Propaganda e mercato

Più mercato e meno Stato si diceva un tempo e forse, con l’ultraliberismo globalizzato degli anni Novanta-Duemila, si è esagerato. Ma non è che, per reazione, la ricetta equilibrata sia quella di tornare all’interventismo regolatorio e invasivo dello Stato. Magari sarebbe meglio, sulla scorta del sacrosanto principio di sussidiarietà, affidare alle parti sociali e alle istituzioni territoriali la gestione quanto più flessibile possibile delle aperture festive e domenicali dei negozi e dei centri commerciali. 

E, invece, anche in questo ambito i grillini e di rincalzo i leghisti sembrano mossi più dall’intento di piantare bandiere e paletti in funzione ideologica che dalla volontà di intervenire per affrontare, e eventualmente sciogliere, il nodo delle esigenze apparentemente contrapposte di consumatori, lavoratori e imprese. Ma poiché i fatti e la realtà sovente si incaricano di presentare il conto, il risultato del lavorìo parlamentare sulla nuova legge su orari e aperture dei negozi rischia di rivelarsi un pasticcio. Si è partiti, infatti, dalla proposta di ritorno a un drastico regime di chiusure, si è passati a un allargamento delle maglie, con l’aggiunta di ulteriori deroghe, e si sta per finire a un assetto non lontano dall’attuale, ma senza l’elasticità del sistema in vigore. 

Insomma, cambiare tutto per non cambiare gattopardescamente niente. Se non in peggio, come accadrebbe nella roulette delle deroghe regionali e comunali. 

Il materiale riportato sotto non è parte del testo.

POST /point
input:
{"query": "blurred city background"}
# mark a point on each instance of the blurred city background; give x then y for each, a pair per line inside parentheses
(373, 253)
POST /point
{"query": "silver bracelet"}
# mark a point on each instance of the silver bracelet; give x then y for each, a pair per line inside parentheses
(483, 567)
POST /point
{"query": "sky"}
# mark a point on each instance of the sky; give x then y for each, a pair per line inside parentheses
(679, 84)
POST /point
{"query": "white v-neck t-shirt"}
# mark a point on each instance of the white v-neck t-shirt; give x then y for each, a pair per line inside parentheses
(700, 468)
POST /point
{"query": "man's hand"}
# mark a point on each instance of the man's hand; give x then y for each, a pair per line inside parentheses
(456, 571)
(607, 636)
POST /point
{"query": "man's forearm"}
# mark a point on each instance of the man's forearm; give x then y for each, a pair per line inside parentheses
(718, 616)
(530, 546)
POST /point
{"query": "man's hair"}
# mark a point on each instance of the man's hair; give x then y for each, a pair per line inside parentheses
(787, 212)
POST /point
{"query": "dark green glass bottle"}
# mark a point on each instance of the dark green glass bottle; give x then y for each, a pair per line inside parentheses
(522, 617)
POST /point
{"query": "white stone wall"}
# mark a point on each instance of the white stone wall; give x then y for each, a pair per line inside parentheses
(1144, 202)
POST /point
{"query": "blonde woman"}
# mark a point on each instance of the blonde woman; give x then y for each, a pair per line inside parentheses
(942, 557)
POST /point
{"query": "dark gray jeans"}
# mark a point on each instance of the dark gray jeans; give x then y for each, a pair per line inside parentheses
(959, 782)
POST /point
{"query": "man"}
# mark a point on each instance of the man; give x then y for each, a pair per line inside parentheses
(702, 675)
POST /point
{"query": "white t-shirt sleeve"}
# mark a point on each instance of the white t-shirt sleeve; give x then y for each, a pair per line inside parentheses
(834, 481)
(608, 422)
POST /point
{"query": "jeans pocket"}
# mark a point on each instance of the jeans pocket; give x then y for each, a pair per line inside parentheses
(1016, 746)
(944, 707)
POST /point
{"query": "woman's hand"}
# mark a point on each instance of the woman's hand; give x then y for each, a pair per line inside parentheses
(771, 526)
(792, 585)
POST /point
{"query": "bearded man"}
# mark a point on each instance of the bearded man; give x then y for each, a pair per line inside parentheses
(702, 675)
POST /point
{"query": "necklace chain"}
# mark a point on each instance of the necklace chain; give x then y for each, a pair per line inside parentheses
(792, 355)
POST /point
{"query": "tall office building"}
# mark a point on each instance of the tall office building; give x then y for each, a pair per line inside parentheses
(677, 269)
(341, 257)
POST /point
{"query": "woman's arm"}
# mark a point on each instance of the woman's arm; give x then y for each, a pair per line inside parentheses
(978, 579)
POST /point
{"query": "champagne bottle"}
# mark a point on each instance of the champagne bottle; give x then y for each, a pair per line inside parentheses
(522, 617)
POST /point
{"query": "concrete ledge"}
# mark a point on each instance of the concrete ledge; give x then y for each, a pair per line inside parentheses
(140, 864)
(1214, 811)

C’è ancora tempo e modo, però, per evitare una soluzione che finirebbe per introdurre quantomeno confusione su confusione. La via maestra è quella di ammainare i vessilli della propaganda e affidarsi a una regolazione leggera, di cornice, per lasciare spazio alla più efficace e immediata disciplina di prossimità garantita dai tavoli regionali e comunali di concertazione tra parti sociali e istituzioni locali. 

È quello l’ambito più appropriato per assicurare dinamicamente la conciliazione di interessi e esigenze che, in caso di meccanismi rigidi, risulterebbero sacrificati o eccessivamente favoriti.